Conveniently,  Sodapy converts all columns to snake case, removes special characters and standardizes date format by default:

In [3]:
# First 50000 results, returned as JSON from API 
# Connverted to Python list of dictionaries by sodapy.
# Column names converted to snake case, special chars removed
# Dates and location formatted
results = client.get("4ijn-s7e5", limit=50000)

# Convert to pandas DataFrame
inspections = pd.DataFrame.from_records(results)

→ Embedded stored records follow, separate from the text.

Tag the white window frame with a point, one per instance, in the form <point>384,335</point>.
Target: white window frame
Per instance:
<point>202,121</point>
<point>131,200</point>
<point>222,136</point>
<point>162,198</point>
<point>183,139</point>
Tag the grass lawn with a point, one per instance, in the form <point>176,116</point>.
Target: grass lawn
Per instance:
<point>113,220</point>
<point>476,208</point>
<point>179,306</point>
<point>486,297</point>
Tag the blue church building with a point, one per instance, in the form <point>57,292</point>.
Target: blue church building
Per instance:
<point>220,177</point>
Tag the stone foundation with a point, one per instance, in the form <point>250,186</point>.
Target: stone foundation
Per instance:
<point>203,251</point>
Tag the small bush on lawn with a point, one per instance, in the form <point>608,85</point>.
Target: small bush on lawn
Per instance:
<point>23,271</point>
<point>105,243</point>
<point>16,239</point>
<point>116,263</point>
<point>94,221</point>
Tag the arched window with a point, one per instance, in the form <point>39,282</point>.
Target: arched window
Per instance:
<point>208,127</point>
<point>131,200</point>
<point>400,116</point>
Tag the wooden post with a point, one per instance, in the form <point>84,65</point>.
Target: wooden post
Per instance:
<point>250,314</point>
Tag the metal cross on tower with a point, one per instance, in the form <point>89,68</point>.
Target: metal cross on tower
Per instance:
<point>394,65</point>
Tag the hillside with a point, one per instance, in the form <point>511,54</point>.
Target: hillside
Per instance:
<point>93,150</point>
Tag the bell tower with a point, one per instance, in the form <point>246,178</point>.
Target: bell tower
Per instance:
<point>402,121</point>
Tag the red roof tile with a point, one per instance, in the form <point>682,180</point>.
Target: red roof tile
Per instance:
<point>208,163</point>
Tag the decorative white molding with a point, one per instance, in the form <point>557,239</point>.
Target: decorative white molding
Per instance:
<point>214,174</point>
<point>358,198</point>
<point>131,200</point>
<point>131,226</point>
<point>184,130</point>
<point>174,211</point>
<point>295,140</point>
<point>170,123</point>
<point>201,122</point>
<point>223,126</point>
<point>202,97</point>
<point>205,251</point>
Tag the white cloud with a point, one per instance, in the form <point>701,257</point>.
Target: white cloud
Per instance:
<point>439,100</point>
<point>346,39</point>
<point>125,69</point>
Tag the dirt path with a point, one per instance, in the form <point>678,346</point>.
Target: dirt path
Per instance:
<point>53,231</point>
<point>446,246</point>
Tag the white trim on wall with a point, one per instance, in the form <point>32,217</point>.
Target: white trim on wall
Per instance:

As Socrata restricts queries to 50000 entries we then paged through the remainder to access the full dataset: 

In [4]:
# Download remaining food inspections (limit 50000 / call)
start = 50000
while results:
    print(start)
    results = client.get("4ijn-s7e5", limit=50000, offset=start)
    inspections = inspections.append(pd.DataFrame.from_records(results))
    start += 50000

50000
100000
150000
200000


After exploring the data and reading through the CDPH's work in R, we then applied a series of filters to produce a consistent and usable dataset:

In [5]:

# Remove trailing backslash (left over from sodapy conversion of "License #" column)
inspections.rename(columns={"license_": "license"}, inplace=True)

In [6]:
# Drop rows with missing data
inspections.dropna(subset=["inspection_date", "license"], inplace=True)

In [7]:
# Drop duplicates
inspections.drop_duplicates("inspection_id", inplace=True)

In [8]:
# Drop "0" licenses
inspections = inspections[inspections.license != "0"]

In [9]:
# Only consider successful inspections
inspections = inspections[~inspections.results.isin(["Out of Business", "Business Not Located", "No Entry"])]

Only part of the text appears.